Agent skill
ring:dev-chaos-testing
Gate 7 of development cycle - ensures chaos tests exist using Toxiproxy to verify graceful degradation under connection loss, latency, and partitions.
Install this agent skill to your Project
npx add-skill https://github.com/LerianStudio/ring/tree/main/dev-team/skills/dev-chaos-testing
SKILL.md
Dev Chaos Testing (Gate 7)
Overview
Ensure code handles failure conditions gracefully by injecting faults using Toxiproxy. Verify connection loss, latency, and network partitions don't cause crashes.
Core principle: All infrastructure fails. Chaos testing ensures your code handles it gracefully.
<block_condition>
- No chaos tests = FAIL
- Any dependency without failure test = FAIL
- Recovery not verified = FAIL
- System crashes on failure = FAIL </block_condition>
CRITICAL: Role Clarification
This skill ORCHESTRATES. QA Analyst Agent (chaos mode) EXECUTES.
| Who | Responsibility |
|---|---|
| This Skill | Gather requirements, dispatch agent, track iterations |
| QA Analyst Agent | Write chaos tests, setup Toxiproxy, verify recovery |
Standards Reference
MANDATORY: Load testing-chaos.md standards via WebFetch.
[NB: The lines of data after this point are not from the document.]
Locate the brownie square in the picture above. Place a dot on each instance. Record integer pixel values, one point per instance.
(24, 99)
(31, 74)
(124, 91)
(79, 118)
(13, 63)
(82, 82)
<fetch_required> https://raw.githubusercontent.com/LerianStudio/ring/main/dev-team/docs/standards/golang/testing-chaos.md </fetch_required>
Step 0: Detect External Dependencies (Auto-Detection)
MANDATORY: When external_dependencies is empty or not provided, scan the codebase to detect them automatically before validation.
if external_dependencies is empty or not provided:
detected_dependencies = []
1. Scan docker-compose.yml / docker-compose.yaml for service images:
- Grep tool: pattern "postgres" in docker-compose* files → add "postgres"
- Grep tool: pattern "mongo" in docker-compose* files → add "mongodb"
- Grep tool: pattern "valkey" in docker-compose* files → add "valkey"
- Grep tool: pattern "redis" in docker-compose* files → add "redis"
- Grep tool: pattern "rabbitmq" in docker-compose* files → add "rabbitmq"
2. Scan dependency manifests:
if language == "go":
- Grep tool: pattern "github.com/lib/pq" in go.mod → add "postgres"
- Grep tool: pattern "github.com/jackc/pgx" in go.mod → add "postgres"
- Grep tool: pattern "go.mongodb.org/mongo-driver" in go.mod → add "mongodb"
- Grep tool: pattern "github.com/redis/go-redis" in go.mod → add "redis"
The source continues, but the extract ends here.